Bad actors are getting very good at playing the pretend role of “victim.”
Case in point is this recounting of a phone call by Trail grandma Lynn Gould. The conversation between Lynn and her “grandson” Joe, left her heart pounding for hours afterwards and her feeling of security, shaken for even longer.
In the end, she didn’t fall for the very convincing crying voice at the other end of the line and send money to bail “Joe” out of jail, but Lynn wants to warn others about her experience so they know just how good the scam artists are getting with their ruse.
“I consider myself fairly intelligent for a person my age,” she began. “But we need to get out how terrified I was, they sucked me right in — I was sure I was talking to ‘Joe,’ and he was in trouble.”
The call came into her home from a private line. Thinking it was a doctor’s office or possibly the hospital, Lynn picked up the call.
On the other end was a voice racked in sorrow and fear, claiming it was Joe, Lynn’s grandson who lives in Red Deer. As the convoluted story played out, Lynn was convinced it was her grandson Joe, who does indeed live in Red Deer.
Joe was sick, went for a COVID test, which was negative, but was told by the nurse he had strep throat and needed to get to a doctor. On his way home, his buddy was driving his brother’s car, the Red Deer police pulled over the car.

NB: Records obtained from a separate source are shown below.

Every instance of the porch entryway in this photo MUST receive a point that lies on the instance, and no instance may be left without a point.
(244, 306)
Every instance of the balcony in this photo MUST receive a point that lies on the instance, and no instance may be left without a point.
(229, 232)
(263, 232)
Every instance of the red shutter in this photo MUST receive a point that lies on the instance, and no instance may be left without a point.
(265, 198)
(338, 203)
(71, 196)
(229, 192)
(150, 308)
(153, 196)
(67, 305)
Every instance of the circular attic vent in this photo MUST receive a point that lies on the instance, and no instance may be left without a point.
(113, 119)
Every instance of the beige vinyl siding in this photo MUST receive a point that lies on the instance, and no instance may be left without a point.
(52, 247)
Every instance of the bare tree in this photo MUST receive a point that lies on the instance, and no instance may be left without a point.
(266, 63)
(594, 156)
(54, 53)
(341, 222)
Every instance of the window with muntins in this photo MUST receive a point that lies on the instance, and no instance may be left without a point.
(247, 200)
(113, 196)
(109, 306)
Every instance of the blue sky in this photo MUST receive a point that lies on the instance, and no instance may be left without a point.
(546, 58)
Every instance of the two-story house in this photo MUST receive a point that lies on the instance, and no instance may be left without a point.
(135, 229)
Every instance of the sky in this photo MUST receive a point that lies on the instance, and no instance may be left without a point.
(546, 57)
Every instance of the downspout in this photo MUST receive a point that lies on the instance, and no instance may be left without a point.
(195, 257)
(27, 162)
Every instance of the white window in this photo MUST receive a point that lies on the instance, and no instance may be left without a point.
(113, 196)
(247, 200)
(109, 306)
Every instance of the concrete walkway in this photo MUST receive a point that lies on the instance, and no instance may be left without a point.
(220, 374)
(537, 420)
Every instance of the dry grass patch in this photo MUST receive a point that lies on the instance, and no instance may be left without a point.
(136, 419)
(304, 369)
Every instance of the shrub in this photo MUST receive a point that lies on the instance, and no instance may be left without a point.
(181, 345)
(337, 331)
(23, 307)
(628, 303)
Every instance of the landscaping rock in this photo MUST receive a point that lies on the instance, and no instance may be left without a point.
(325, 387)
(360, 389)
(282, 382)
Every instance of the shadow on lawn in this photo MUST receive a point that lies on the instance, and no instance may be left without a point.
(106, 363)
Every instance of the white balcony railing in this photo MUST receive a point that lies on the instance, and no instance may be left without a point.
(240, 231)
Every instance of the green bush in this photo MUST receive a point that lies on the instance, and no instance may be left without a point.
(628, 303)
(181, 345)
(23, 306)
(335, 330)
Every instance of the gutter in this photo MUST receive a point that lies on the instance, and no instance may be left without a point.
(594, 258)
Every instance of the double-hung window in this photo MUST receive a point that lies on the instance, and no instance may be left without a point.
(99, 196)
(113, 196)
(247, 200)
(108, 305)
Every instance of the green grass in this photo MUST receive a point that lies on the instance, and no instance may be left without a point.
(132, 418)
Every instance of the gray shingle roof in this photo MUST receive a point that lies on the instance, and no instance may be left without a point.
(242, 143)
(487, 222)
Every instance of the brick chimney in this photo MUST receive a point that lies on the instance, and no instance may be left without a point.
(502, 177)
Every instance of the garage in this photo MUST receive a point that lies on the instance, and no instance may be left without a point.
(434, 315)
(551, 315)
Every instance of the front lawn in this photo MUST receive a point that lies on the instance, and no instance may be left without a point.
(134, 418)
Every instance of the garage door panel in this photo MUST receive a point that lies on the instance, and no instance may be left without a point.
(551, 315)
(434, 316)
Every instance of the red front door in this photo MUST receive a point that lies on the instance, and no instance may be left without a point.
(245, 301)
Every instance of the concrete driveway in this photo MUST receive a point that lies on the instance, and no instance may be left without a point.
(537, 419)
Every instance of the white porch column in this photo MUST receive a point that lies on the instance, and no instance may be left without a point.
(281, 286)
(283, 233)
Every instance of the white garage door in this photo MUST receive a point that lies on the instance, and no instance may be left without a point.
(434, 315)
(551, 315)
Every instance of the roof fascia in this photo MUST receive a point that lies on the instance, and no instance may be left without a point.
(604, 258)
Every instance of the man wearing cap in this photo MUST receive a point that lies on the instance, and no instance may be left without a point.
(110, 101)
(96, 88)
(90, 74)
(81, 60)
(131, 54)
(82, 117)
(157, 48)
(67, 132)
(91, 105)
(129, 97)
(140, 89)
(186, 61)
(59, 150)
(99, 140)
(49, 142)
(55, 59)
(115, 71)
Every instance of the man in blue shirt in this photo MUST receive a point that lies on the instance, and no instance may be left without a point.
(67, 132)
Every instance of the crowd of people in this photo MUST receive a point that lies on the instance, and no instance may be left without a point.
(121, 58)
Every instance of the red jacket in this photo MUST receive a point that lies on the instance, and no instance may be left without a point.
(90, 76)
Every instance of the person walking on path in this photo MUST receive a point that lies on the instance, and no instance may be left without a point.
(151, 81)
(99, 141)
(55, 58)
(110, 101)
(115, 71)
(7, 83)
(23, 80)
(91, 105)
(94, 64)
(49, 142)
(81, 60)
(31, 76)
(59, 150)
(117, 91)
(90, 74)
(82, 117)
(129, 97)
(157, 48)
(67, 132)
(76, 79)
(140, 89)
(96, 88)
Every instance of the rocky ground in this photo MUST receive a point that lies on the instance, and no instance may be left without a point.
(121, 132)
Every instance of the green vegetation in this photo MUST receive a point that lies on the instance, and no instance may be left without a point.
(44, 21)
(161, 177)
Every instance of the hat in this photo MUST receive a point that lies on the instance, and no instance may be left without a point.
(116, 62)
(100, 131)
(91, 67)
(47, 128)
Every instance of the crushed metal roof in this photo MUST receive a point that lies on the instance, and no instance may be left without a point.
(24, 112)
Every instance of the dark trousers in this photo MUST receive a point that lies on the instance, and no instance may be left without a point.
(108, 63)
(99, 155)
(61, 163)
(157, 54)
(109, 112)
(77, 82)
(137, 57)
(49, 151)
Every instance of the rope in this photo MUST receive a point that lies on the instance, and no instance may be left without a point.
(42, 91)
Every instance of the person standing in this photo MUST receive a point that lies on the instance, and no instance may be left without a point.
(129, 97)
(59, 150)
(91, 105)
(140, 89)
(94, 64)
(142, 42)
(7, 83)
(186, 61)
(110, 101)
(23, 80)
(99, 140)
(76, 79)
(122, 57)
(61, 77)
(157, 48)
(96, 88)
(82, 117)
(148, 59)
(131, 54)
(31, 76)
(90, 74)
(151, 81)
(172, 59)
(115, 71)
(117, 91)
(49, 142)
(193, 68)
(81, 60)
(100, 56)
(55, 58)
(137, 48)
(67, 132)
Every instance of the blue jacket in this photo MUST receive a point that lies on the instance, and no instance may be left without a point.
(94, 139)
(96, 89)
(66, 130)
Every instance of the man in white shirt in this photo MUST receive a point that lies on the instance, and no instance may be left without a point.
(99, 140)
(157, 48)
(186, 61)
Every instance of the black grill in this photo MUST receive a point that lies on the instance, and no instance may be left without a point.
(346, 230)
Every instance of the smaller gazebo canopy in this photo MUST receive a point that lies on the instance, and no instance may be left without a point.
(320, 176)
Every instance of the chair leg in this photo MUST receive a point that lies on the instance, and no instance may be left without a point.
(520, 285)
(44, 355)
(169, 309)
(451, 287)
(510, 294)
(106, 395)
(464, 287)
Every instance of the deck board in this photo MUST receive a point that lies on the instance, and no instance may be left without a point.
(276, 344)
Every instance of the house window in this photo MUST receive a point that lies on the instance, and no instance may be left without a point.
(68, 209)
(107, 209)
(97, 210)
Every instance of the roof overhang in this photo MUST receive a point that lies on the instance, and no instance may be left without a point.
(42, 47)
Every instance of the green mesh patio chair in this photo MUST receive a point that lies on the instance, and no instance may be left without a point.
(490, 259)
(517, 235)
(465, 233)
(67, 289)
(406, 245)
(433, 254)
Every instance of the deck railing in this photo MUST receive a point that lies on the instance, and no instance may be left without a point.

Next in the ruse, “Joe” told Lynn the police found thousands of dollars worth of drugs in the trunk and he was now in jail.
“Don’t tell anyone grandma, I don’t do drugs, but I need help,” the supposed Joe cried to Lynn.
Next, “Joe” said a Red Deer police officer was trying to help him out and wanted to talk with Lynn. The compassionate “police officer,” who claimed all he wanted to do was help this sick boy, went as far to give Lynn a name — Constable Stewart — a badge number and a phone number to the detachment.
While all this was happening the phone was handed back to “Joe” who said he needed $10,000 for bail.
The whole ruse went on for about 15 minutes, Joe crying the whole time as detail after detail of the scenario played out.
Lynn finally said I will call you right back, I just need to make a few calls first.
She hung up and Googled the Red Deer RCMP detachment and called them with the badge number and phone number she was given. The person on the other end immediately warned her she was in a scam and to call the Trail detachment immediately.
Lynn then called her grandson Joe.
“I should have done this first,” she said in retrospect. “When he answered I said, ‘Joey where are you?’”
Her actual grandson told her he was at work, but was worried about how distraught his grandma was.
Once she was assured Joey was okay and that the bad actor was playing out a very good role — down to the finest of details — Lynn called the Trail RCMP and the Canadian Anti-Fraud Centre.
“It shook my heart for about three hours,” she said. “They sucked me right in, I really believed I was talking to my grandson, I just knew it. It was awful.”
While she’ll never really know how the fraudsters got her phone number and the name of her grandson, after a little detective work Lynn suspects she knows how this all happened.
“Joe got a phone call from an Alberta number at around 11:30 a.m. that morning,” she said. “He answered the same way he always does, ‘Hi there, this is Joe. How can I help you?’”
The real Joe told his grandma about this call and that the line went dead after he answered.
No more than an hour later is when Lynn got her call from “Joe” saying he was in trouble and needed “help.”
“He was a good actor,” she said of the caller. “They sucked me right it and it was extremely scary. “
Trail RCMP often send out cautionary advisories to the public warning to never give out personal details, credit card numbers etc. over the phone. And never e-transfer to someone in-question because once the money is sent, it is not recoverable.